В тот же день присутствую на совещании. Кто-то из участников опоздал. Председательствующий язвит:

– Что же это вы? По причине артобстрела?

Опоздавший смущен. Все смеются: еще вчера эта причина считалась весьма уважительной…

                      Б.А. Цацко, Журнал «Крокодил», № 17 1957 год

 

 

  Твои герои,  Ленинград!

Рассказы бывалых людей

По-разному складывались боевые будни защитников города Ленина.

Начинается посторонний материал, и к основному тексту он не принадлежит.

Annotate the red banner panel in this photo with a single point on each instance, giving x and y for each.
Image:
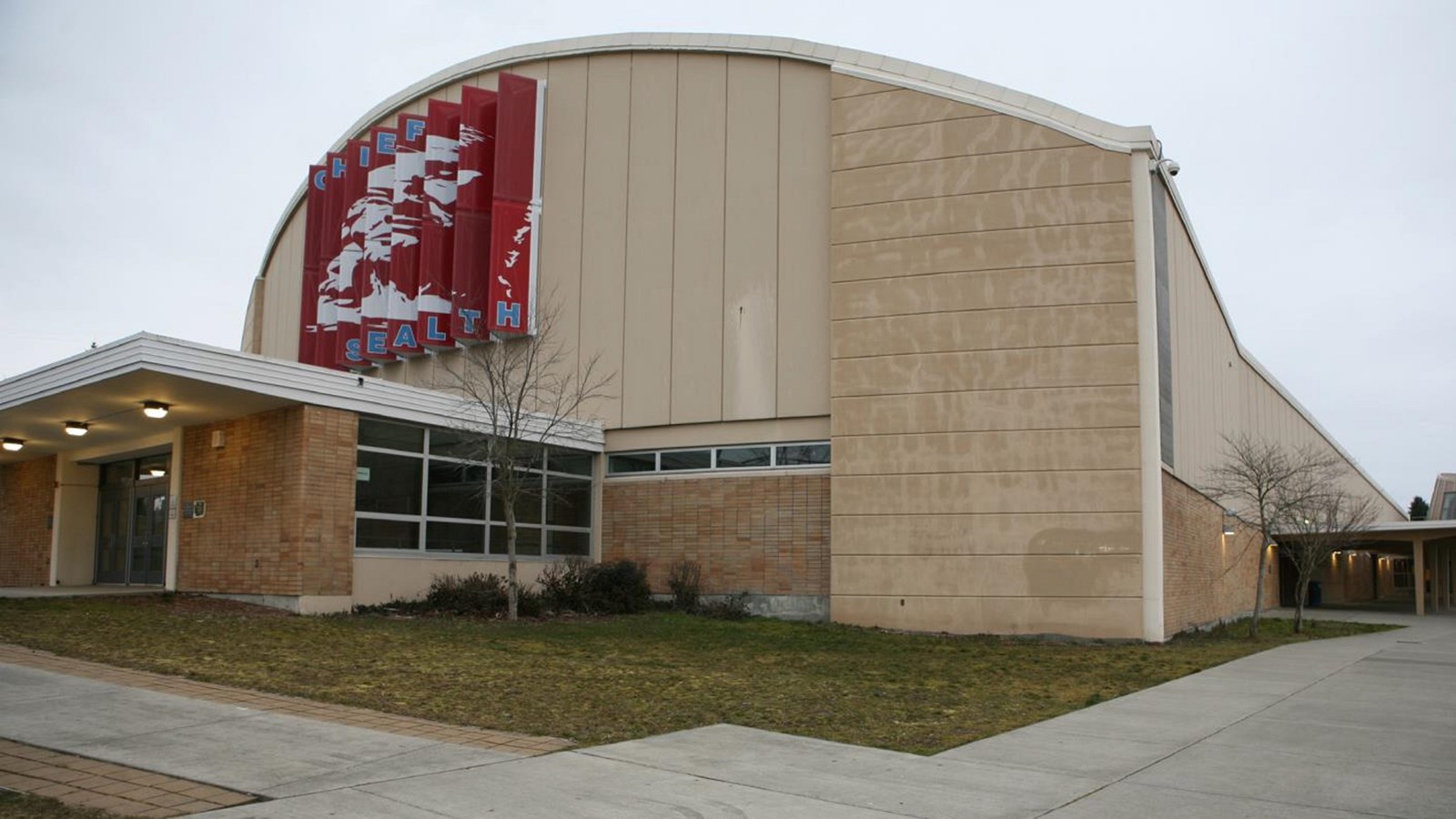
(437, 227)
(407, 213)
(312, 276)
(375, 273)
(475, 182)
(351, 254)
(516, 210)
(329, 247)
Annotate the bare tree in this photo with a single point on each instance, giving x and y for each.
(521, 394)
(1324, 522)
(1259, 481)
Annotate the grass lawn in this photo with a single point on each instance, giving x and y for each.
(599, 681)
(26, 806)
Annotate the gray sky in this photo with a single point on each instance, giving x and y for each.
(155, 146)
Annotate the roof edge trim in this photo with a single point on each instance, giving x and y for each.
(844, 60)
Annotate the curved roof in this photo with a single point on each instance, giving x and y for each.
(851, 62)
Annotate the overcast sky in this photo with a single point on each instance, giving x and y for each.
(155, 146)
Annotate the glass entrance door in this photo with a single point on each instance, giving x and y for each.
(131, 522)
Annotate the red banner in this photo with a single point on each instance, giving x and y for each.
(351, 254)
(375, 273)
(312, 241)
(408, 210)
(516, 210)
(437, 227)
(329, 244)
(475, 182)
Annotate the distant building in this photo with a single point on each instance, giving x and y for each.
(892, 346)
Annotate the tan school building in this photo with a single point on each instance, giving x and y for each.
(892, 347)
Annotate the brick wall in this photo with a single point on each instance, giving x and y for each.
(1206, 574)
(764, 535)
(280, 504)
(26, 499)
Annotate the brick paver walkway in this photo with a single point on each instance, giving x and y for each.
(89, 783)
(523, 745)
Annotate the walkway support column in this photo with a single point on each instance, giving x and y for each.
(1419, 552)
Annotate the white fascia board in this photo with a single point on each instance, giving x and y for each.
(844, 60)
(1249, 358)
(302, 383)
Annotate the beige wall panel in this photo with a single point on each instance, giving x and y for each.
(977, 290)
(987, 410)
(1074, 617)
(804, 217)
(768, 430)
(987, 576)
(750, 241)
(987, 329)
(647, 363)
(994, 369)
(900, 106)
(1084, 533)
(1084, 165)
(958, 252)
(603, 219)
(698, 257)
(939, 140)
(1021, 450)
(844, 85)
(985, 493)
(564, 146)
(283, 292)
(1085, 205)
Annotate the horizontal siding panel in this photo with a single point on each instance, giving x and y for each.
(899, 106)
(977, 175)
(996, 493)
(961, 252)
(989, 576)
(992, 369)
(1084, 533)
(939, 140)
(979, 290)
(1040, 207)
(987, 329)
(1021, 450)
(987, 410)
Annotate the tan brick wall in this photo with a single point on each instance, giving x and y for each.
(280, 504)
(26, 499)
(764, 535)
(1206, 574)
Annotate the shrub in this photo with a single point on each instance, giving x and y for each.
(684, 581)
(480, 595)
(730, 606)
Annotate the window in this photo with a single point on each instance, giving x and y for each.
(419, 490)
(740, 457)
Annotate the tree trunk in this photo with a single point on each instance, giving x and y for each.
(1259, 586)
(510, 564)
(1300, 595)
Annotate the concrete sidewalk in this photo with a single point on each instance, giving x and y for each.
(1339, 729)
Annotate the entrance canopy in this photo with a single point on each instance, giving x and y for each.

У одного  в партизанском отряде, у другого – в разведке, у третьего – на импровизированной концертной эстраде во фронтовом лесу… Но каждый на своем посту помогал тебе, любимый город, выстоять, а потом и разгромить врага. 

Талант разведчика

Из рассказов бывшего комиссара, а затем начальника политотдела 56-й краснознаменной Пушкинской дивизии, ныне полковника в отставке, кавалера четырнадцати правительственных наград.

– Его задержали в полосе боевых действий – шумного, задиристого паренька, заявившего, что ему надо видеть кого-либо из больших начальников. Ни в какие подробности юноша не вдавался, на вопросы отвечать не хотел и вообще вел себя крайне независимо. Доставленный к “большому начальнику”, он с первой же фразы ошарашил откровенным признанием:

– Вор я. Высокой квалификации, хоть и молодой. Ну, что-то вроде генерала среди карманников. Из тюрьмы сбежал. Не впервой мне бегать из казенной квартиры, а в такое время за решеткой сидеть – просто преступление.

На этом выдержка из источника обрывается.